This is an automated email from the ASF dual-hosted git repository.
panxiaolei pushed a commit to branch master
in repository https://gitbox.apache.org/repos/asf/doris.git
The following commit(s) were added to refs/heads/master by this push:
new 805520bfe4d [Bug](join) fix single null eq get wrong result (#44613)
805520bfe4d is described below
commit 805520bfe4d90965bbd844945bd302eff38dc8f3
Author: Pxl <[email protected]>
AuthorDate: Wed Nov 27 11:22:57 2024 +0800
[Bug](join) fix single null eq get wrong result (#44613)
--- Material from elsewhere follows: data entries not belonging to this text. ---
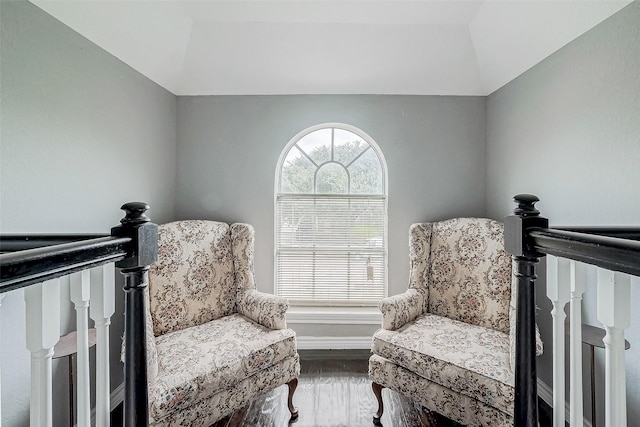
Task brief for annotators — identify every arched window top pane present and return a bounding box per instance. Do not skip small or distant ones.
[296,128,331,166]
[316,163,349,194]
[333,129,369,166]
[348,150,382,194]
[280,147,316,193]
[279,125,386,195]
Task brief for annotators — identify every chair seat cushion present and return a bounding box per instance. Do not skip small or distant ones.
[372,314,514,413]
[149,313,296,420]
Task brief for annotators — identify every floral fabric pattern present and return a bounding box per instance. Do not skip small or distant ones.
[378,289,427,331]
[372,314,514,412]
[149,220,236,336]
[149,354,300,427]
[149,313,296,419]
[369,218,542,426]
[428,218,511,332]
[369,355,513,427]
[231,223,289,329]
[136,220,300,426]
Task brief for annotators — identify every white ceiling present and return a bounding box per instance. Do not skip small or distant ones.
[31,0,631,95]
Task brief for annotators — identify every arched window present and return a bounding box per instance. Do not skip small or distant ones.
[275,124,387,306]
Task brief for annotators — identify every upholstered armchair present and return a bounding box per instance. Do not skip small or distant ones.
[369,218,542,427]
[141,221,300,426]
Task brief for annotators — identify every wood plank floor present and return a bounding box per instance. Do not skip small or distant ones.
[111,350,552,427]
[213,350,460,427]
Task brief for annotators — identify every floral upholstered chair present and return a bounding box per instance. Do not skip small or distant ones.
[142,220,300,426]
[369,218,542,427]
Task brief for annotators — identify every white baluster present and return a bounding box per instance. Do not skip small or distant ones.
[69,270,91,427]
[569,261,587,426]
[547,256,571,427]
[24,279,60,427]
[598,268,631,427]
[89,264,116,427]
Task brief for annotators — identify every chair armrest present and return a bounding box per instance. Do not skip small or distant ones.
[238,289,289,329]
[378,288,427,331]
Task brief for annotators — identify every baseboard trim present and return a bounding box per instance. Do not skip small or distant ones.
[296,336,371,350]
[538,378,591,427]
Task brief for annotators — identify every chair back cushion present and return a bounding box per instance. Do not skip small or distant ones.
[149,220,236,336]
[429,218,511,332]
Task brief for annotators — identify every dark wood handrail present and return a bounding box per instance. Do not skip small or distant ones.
[0,202,158,427]
[504,194,640,427]
[0,233,110,253]
[528,228,640,276]
[0,235,132,293]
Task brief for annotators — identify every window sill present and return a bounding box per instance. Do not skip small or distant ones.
[287,307,382,325]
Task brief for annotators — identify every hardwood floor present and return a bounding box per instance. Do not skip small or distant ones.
[111,350,552,427]
[213,350,459,427]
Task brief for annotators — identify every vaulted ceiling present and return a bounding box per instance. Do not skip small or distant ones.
[31,0,631,95]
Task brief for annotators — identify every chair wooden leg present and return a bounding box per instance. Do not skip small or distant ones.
[371,382,384,425]
[287,378,298,419]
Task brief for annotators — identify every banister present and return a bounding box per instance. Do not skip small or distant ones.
[0,233,109,252]
[0,235,133,293]
[504,194,640,427]
[528,228,640,276]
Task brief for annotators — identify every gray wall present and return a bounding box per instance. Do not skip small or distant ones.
[0,1,176,426]
[487,2,640,426]
[176,95,485,304]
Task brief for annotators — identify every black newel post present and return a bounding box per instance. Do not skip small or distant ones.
[504,194,549,427]
[111,202,158,427]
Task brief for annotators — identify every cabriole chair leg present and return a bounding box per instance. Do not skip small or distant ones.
[287,378,298,419]
[371,382,384,425]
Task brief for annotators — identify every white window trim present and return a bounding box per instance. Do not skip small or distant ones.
[273,122,389,308]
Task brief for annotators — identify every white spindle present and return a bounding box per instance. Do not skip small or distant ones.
[597,268,631,427]
[69,270,91,427]
[569,261,587,426]
[24,279,60,427]
[547,256,571,427]
[89,264,115,427]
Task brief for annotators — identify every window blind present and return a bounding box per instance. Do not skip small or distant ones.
[276,194,387,306]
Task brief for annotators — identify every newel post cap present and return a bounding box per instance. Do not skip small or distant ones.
[504,194,549,258]
[111,202,158,268]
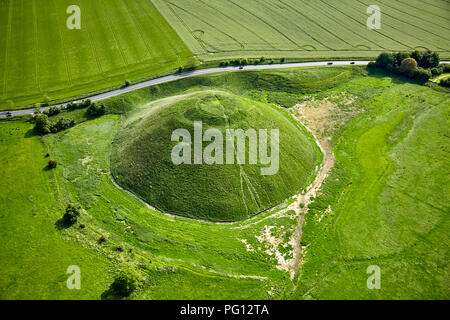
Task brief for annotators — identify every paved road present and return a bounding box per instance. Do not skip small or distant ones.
[0,61,384,118]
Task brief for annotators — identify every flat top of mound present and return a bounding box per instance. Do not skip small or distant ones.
[111,91,318,221]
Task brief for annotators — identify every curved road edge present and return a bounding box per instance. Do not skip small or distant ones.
[0,61,370,118]
[0,60,450,118]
introduced by https://github.com/apache/doris/pull/42398
In order to make the null keys equal when using single null eq, all null
keys need to be set to default value.
---
be/src/pipeline/exec/hashjoin_build_sink.h | 5 ++++-
.../exec/join/process_hash_table_probe_impl.h | 4 ++++
.../data/nereids_p0/join/test_mark_join.out | 7 +++++++
regression-test/data/query_p0/join/test_join.out | 6 ++++++
.../suites/nereids_p0/join/test_mark_join.groovy | 21 +++++++++++++++++++++
.../suites/query_p0/join/test_join.groovy | 13 ++++++++++++-
6 files changed, 54 insertions(+), 2 deletions(-)
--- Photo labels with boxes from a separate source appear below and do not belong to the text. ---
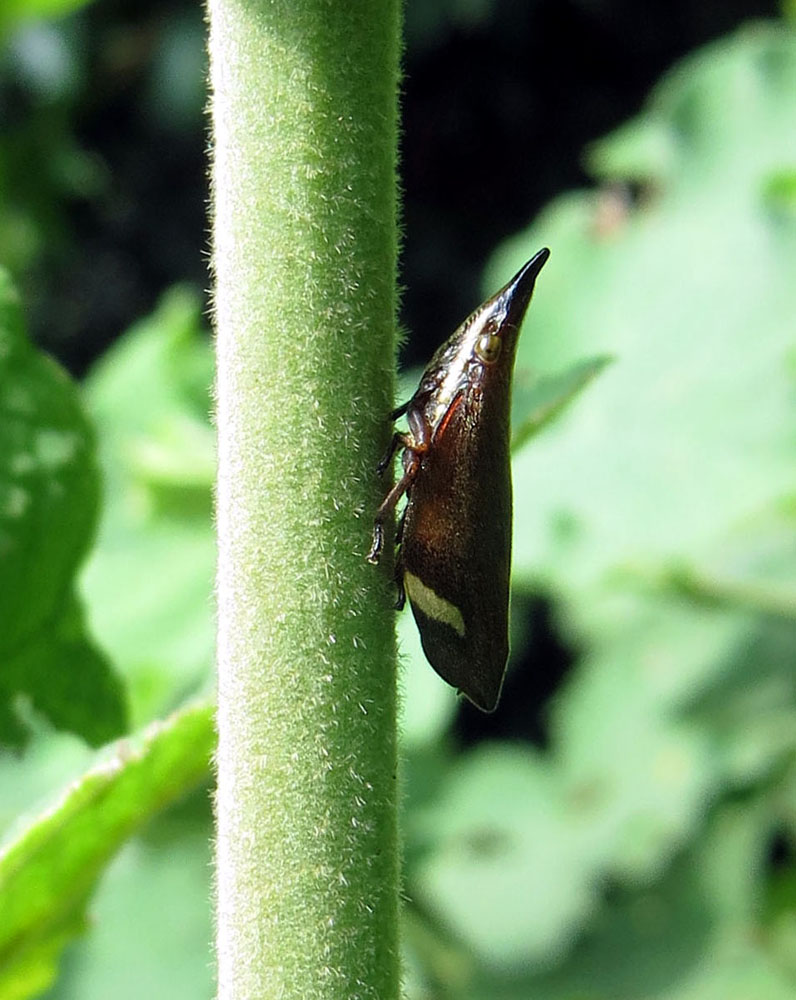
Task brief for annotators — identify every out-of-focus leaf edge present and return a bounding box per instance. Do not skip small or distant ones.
[511,354,614,452]
[0,700,215,1000]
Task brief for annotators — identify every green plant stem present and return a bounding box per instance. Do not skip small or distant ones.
[209,0,399,1000]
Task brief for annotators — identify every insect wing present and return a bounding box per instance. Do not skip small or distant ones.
[400,386,511,712]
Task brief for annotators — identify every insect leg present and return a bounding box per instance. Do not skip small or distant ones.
[376,431,409,476]
[365,448,420,563]
[390,399,412,420]
[395,552,406,611]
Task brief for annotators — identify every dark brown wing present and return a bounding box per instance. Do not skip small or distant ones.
[401,380,511,712]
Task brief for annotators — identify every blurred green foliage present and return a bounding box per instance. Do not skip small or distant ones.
[0,11,796,1000]
[0,271,126,746]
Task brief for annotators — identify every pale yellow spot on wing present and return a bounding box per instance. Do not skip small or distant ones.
[404,572,464,639]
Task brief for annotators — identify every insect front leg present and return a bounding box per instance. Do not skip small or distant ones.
[366,446,422,564]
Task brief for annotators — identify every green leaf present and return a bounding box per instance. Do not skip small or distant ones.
[0,272,126,746]
[0,0,98,31]
[489,25,796,604]
[511,357,613,451]
[82,288,215,725]
[0,703,215,1000]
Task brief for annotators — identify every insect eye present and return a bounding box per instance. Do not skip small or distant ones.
[475,333,501,364]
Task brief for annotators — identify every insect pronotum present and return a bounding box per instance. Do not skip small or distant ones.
[367,249,550,712]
diff --git a/be/src/pipeline/exec/hashjoin_build_sink.h
b/be/src/pipeline/exec/hashjoin_build_sink.h
index d905afa2758..cc78e6a769f 100644
--- a/be/src/pipeline/exec/hashjoin_build_sink.h
+++ b/be/src/pipeline/exec/hashjoin_build_sink.h
@@ -197,7 +197,10 @@ struct ProcessHashTableBuild {
SCOPED_TIMER(_parent->_build_table_insert_timer);
hash_table_ctx.hash_table->template prepare_build<JoinOpType>(_rows,
_batch_size,
*has_null_key);
-
+ // In order to make the null keys equal when using single null eq, all
null keys need to be set to default value.
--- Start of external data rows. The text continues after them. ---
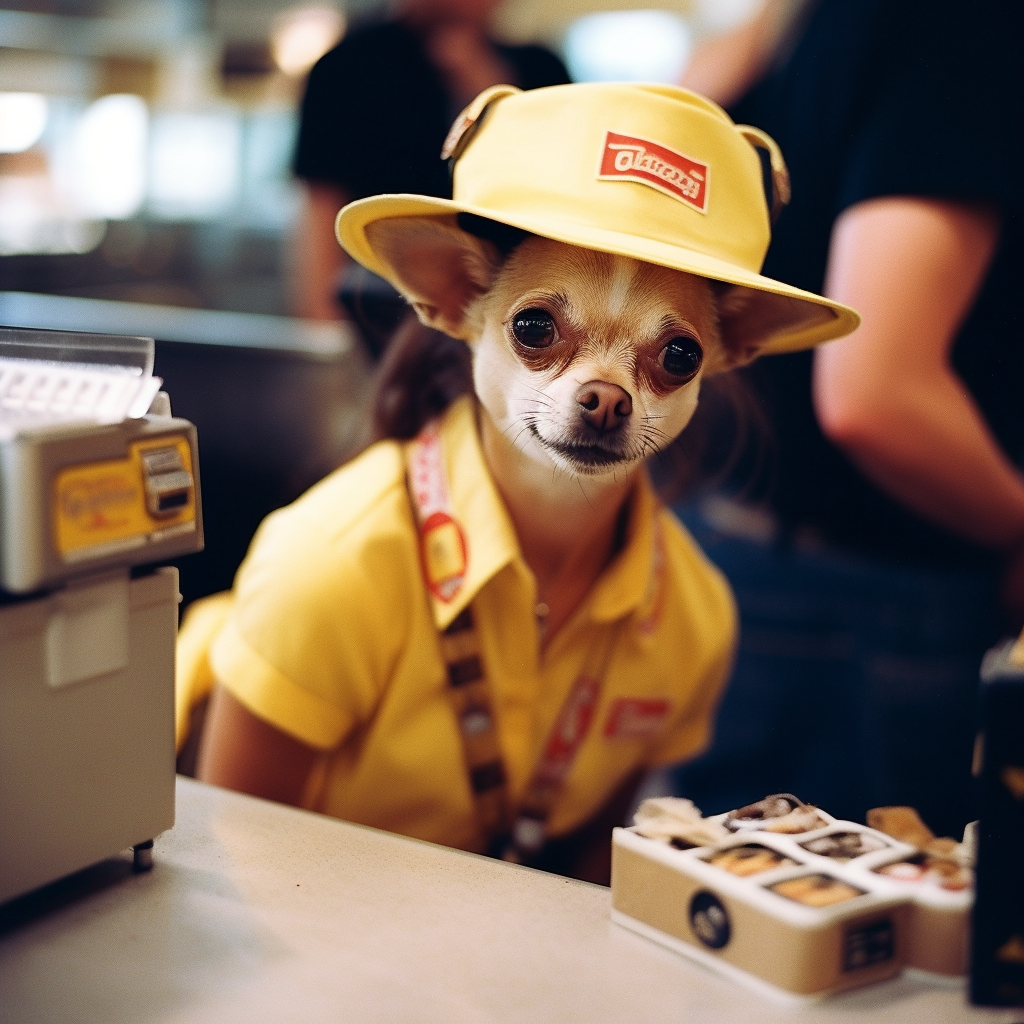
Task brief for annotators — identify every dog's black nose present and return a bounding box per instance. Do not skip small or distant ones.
[577,381,633,431]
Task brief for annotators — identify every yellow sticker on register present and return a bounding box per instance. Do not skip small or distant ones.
[53,436,196,561]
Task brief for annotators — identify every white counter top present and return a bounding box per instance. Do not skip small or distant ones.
[0,778,1024,1024]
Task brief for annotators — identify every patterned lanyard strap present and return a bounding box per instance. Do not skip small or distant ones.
[409,422,618,863]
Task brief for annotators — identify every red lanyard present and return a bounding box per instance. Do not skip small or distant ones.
[408,422,618,861]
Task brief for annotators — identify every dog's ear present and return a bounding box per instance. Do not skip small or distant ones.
[712,282,833,369]
[367,217,502,341]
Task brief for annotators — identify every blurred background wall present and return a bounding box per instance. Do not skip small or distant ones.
[0,0,759,601]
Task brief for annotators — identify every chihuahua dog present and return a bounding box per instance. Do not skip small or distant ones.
[368,214,764,638]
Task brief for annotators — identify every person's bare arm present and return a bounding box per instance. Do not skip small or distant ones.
[814,197,1024,551]
[196,686,319,806]
[291,181,348,319]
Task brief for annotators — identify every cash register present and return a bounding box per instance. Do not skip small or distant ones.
[0,328,203,902]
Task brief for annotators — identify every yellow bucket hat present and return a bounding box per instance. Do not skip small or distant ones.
[336,83,859,352]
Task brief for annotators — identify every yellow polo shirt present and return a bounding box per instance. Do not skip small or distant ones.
[203,399,735,851]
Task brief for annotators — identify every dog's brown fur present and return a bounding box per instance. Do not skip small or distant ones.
[368,218,774,640]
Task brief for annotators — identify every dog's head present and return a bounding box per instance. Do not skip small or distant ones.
[368,217,769,477]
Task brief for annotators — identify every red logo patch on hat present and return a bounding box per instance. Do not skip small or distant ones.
[597,131,710,213]
[604,697,672,739]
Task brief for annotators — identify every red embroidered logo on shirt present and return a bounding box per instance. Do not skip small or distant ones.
[597,131,710,213]
[604,697,671,739]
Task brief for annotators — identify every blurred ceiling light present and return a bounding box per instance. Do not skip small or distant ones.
[270,7,345,76]
[0,92,46,153]
[564,10,691,82]
[68,93,148,220]
[148,109,242,220]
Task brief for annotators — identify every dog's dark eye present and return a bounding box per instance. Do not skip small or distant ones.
[512,309,555,348]
[662,337,703,382]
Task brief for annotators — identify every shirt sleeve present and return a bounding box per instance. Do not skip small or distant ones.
[211,456,417,750]
[836,0,1024,214]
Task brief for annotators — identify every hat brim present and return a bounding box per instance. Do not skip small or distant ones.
[335,195,860,354]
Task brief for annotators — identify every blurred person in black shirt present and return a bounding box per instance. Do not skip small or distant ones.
[293,0,569,331]
[674,0,1024,835]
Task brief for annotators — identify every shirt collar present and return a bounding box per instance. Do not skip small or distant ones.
[411,397,520,630]
[413,397,660,630]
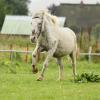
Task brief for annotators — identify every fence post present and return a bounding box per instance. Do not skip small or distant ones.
[25,44,29,63]
[10,44,13,61]
[88,46,92,63]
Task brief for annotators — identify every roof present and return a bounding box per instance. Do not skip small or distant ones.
[1,15,65,35]
[1,15,31,35]
[55,3,100,27]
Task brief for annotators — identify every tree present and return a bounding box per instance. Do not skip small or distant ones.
[0,0,30,29]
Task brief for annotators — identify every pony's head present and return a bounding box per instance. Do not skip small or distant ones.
[30,10,58,42]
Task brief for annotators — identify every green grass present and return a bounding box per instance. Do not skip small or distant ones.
[0,60,100,100]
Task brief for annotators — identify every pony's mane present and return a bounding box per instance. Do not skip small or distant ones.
[33,10,59,26]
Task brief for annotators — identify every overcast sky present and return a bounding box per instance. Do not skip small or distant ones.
[29,0,100,13]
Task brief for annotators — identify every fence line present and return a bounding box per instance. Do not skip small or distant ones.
[0,50,100,56]
[0,50,100,62]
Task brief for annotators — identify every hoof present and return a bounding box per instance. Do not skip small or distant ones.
[37,76,43,81]
[32,68,38,74]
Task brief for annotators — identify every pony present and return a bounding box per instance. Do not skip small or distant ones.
[30,11,77,81]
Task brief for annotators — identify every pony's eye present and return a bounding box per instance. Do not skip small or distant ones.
[32,17,39,19]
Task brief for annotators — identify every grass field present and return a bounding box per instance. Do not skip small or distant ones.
[0,59,100,100]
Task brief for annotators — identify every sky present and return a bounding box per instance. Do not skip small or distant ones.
[29,0,100,13]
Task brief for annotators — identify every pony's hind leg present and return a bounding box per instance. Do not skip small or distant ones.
[57,58,64,80]
[70,51,77,80]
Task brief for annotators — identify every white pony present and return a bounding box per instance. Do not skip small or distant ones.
[30,11,77,80]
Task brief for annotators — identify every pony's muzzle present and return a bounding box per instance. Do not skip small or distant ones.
[32,65,38,74]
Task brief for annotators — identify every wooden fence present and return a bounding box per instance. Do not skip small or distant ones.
[0,49,100,62]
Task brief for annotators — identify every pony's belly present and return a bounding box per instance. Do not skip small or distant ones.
[53,48,72,57]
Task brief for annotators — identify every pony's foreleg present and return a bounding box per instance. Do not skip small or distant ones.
[37,41,58,81]
[32,46,40,74]
[70,51,77,80]
[57,58,64,80]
+ if (_build_raw_ptrs.size() == 1 && null_map) {
+
_build_raw_ptrs[0]->assume_mutable()->replace_column_null_data(null_map->data());
+ }
hash_table_ctx.init_serialized_keys(_build_raw_ptrs, _rows,
null_map ? null_map->data() :
nullptr, true, true,
hash_table_ctx.hash_table->get_bucket_size());
diff --git a/be/src/pipeline/exec/join/process_hash_table_probe_impl.h
b/be/src/pipeline/exec/join/process_hash_table_probe_impl.h
index 05cd3d7d9e0..fc1153b3419 100644
--- a/be/src/pipeline/exec/join/process_hash_table_probe_impl.h
+++ b/be/src/pipeline/exec/join/process_hash_table_probe_impl.h
@@ -173,6 +173,10 @@ typename HashTableType::State
ProcessHashTableProbe<JoinOpType>::_init_probe_sid
if (!_parent->_ready_probe) {
_parent->_ready_probe = true;
hash_table_ctx.reset();
+ // In order to make the null keys equal when using single null eq, all
null keys need to be set to default value.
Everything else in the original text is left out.